Julia Atherley dons black tie and immerses herself in the world of musical theatre.
Tone Deaf Theatre Company’s A Night at the Tony’s was a production full of humour, energy, and immense talent. Staged at The Assembly Rooms Theatre, the show saw a performance from Durham Improvised Musical (DIM), followed by show-stopping renditions of Broadway hits from the Tony’s troupe. Directed by Mary Lord, the night showcased the very best in musical theatre talent at Durham.
The night was black tie and started with a drinks reception at Hatfield bar. There were photos on the red carpet outside the theatre. Before even entering the auditorium, the audience felt involved in the show and fully immersed in the concept.
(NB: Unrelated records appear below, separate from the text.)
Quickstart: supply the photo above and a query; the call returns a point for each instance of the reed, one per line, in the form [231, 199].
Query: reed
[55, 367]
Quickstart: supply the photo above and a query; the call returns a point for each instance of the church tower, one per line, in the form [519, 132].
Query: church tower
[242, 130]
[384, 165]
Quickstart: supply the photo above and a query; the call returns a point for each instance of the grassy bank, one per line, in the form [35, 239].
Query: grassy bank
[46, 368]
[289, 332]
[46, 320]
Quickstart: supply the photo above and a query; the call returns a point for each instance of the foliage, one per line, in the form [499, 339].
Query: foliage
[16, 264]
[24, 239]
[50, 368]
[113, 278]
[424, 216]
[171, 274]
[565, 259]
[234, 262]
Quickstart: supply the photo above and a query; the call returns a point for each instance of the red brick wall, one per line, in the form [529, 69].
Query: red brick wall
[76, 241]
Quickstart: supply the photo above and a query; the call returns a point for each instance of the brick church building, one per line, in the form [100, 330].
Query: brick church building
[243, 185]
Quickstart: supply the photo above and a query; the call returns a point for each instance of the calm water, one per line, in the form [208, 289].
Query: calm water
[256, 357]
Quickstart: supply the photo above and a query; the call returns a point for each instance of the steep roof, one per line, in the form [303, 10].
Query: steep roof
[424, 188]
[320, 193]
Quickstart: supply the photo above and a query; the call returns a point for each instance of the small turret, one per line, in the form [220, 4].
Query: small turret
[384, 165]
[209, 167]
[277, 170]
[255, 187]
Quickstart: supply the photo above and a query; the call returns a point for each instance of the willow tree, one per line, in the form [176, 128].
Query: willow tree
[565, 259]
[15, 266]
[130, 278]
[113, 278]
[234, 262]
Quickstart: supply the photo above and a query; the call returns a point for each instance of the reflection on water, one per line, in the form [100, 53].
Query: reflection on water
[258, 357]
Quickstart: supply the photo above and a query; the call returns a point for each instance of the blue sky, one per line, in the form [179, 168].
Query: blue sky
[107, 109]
The event was compèred by Rosie Minnitt and Lily Edwards, whose unscripted intervals brought cohesion to the event. Their occasional mishaps can be forgiven for the warm atmosphere they brought to the show, with their energy and interactions with the audience.
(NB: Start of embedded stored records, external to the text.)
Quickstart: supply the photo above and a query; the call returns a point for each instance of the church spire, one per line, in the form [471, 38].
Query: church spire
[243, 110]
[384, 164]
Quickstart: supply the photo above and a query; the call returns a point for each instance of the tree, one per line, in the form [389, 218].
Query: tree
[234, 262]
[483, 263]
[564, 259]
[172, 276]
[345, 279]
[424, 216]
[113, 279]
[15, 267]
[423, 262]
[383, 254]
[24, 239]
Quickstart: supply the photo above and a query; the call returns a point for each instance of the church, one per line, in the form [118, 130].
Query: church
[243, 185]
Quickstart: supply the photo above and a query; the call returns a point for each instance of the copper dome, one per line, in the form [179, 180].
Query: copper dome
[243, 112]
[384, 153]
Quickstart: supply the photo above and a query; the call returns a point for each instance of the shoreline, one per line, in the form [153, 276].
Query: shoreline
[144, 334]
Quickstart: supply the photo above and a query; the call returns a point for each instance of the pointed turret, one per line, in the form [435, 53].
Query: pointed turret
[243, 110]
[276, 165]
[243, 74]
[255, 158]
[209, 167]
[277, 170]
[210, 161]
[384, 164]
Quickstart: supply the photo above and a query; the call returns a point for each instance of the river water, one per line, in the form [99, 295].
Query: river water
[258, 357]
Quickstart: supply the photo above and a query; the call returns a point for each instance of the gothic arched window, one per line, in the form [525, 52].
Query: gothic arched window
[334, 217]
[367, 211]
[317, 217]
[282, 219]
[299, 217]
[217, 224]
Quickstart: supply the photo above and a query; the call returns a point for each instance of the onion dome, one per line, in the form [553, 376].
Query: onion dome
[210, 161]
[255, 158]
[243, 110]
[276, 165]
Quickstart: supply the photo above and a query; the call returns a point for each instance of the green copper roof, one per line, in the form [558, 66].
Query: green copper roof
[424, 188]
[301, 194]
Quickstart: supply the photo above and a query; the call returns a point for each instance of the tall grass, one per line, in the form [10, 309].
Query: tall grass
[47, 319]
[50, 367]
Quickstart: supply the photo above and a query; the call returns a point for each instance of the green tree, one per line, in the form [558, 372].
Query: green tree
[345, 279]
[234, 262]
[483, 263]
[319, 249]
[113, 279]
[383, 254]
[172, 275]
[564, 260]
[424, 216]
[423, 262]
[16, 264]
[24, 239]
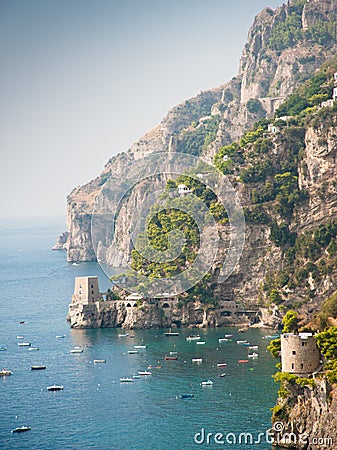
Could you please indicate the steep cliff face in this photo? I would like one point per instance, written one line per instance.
(128, 315)
(268, 73)
(307, 417)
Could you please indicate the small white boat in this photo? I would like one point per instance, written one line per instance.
(207, 383)
(76, 350)
(21, 429)
(193, 337)
(55, 387)
(144, 372)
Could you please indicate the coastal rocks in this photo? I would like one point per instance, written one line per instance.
(153, 314)
(308, 416)
(61, 243)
The first half was a performance by DIM, who, with audience suggestions, created a musical set in a sperm bank called Who’s the Daddy?. The result was hilarious, and a testament to both the comedic and musical skills of the group. A mixture of comic timing and vocal talent made for a really entertaining show. Standout performances came from Rosie Weston, who gave birth to a water bottle on stage, and Barney Mercer, who played a corrupt ‘sperm merchant’. The show could have been said to lose momentum towards its conclusion, but still remained highly enjoyable.
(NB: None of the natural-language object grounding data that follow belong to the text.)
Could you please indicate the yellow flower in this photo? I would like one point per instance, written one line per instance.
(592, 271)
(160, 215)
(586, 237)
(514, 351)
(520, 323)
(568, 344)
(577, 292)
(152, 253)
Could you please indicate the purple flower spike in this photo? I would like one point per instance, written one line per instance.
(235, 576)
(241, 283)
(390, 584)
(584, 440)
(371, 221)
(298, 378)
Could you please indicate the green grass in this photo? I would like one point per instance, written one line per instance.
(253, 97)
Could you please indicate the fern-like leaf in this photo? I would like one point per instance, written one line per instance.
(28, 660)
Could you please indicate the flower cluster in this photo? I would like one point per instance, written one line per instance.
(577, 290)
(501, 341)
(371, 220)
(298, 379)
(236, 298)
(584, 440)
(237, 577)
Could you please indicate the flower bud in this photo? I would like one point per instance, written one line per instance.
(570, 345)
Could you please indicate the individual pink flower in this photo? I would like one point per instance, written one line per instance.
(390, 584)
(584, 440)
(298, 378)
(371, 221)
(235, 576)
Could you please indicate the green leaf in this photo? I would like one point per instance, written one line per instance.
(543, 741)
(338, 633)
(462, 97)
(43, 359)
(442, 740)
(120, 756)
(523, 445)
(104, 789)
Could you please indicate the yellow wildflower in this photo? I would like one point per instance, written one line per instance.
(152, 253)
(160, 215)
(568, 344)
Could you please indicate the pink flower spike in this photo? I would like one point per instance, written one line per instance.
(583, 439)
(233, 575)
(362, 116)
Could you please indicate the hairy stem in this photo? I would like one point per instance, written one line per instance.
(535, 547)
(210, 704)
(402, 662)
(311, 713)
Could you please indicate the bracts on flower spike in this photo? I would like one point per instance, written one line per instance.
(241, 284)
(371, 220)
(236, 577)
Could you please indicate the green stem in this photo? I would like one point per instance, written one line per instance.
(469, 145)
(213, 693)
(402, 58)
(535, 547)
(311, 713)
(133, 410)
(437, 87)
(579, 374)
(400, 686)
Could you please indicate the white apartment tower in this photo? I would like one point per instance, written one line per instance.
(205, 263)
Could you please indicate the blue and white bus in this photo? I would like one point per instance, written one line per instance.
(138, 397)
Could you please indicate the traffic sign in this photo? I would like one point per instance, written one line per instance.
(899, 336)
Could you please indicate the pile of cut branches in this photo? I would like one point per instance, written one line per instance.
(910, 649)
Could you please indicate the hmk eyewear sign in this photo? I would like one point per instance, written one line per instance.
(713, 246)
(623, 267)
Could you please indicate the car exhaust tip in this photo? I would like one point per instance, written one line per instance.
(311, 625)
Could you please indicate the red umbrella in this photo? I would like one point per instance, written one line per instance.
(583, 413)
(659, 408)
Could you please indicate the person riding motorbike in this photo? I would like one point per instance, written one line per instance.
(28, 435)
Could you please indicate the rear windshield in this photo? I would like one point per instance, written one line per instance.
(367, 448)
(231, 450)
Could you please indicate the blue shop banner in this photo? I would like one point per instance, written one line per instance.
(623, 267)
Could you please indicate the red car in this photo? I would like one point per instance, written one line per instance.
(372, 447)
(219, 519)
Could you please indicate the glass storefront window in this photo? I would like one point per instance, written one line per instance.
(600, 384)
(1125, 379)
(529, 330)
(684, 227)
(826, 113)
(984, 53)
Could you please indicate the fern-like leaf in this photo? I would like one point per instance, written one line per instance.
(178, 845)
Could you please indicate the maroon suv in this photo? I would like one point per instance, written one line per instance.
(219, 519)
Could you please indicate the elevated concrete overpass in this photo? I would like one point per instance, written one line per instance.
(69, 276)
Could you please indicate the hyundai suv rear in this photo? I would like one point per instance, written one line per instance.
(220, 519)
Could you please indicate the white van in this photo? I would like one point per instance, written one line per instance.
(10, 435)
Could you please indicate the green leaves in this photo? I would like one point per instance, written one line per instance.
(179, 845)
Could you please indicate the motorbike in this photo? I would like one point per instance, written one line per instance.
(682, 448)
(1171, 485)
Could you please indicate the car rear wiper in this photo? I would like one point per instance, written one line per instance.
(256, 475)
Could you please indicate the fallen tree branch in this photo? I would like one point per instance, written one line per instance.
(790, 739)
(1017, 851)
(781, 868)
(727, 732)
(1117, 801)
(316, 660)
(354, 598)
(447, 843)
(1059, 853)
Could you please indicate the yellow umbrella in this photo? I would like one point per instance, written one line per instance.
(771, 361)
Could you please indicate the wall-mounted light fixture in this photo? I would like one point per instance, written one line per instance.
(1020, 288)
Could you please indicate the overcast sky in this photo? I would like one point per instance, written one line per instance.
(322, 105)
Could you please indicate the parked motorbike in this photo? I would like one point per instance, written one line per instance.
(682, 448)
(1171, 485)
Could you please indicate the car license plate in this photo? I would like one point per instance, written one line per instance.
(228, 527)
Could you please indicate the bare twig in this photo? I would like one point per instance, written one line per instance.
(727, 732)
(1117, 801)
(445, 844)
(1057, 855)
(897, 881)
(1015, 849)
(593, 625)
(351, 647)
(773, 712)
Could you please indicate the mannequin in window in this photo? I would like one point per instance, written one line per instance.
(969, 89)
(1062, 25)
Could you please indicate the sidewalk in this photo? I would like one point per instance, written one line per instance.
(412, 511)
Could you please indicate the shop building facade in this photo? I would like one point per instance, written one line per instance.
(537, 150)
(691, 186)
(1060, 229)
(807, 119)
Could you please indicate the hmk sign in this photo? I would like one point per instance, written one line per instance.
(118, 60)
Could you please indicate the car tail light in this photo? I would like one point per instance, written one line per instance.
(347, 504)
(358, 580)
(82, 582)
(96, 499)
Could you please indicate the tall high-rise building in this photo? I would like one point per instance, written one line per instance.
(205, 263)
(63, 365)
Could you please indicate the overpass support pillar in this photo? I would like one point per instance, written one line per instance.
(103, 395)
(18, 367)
After the interval, the Tony’s troupe performed ‘Revolting Children’ from Matilda. The choreography coordinated by Martha Wrench was excellent and suited the song well. Elliot Mather delivered several show-stealing performances, showcasing his impressive vocal range. The live band were highly impressive and complimented the troupe’s performance.
The use of a simple stage and dramatic lighting made the show look professional. The choice not to use costumes was brave but ultimately meant that our focus was entirely on the theatrical performance itself.
Overall TDFC’s ‘A Night at the Tony’s’ was a light-hearted and well produced showcase of Durham’s finest musical theatre talent. The troupe worked well together, and every performance was of an incredibly high standard. The black-tie event left the audience in awe at the pure scope of talent that Durham has to offer.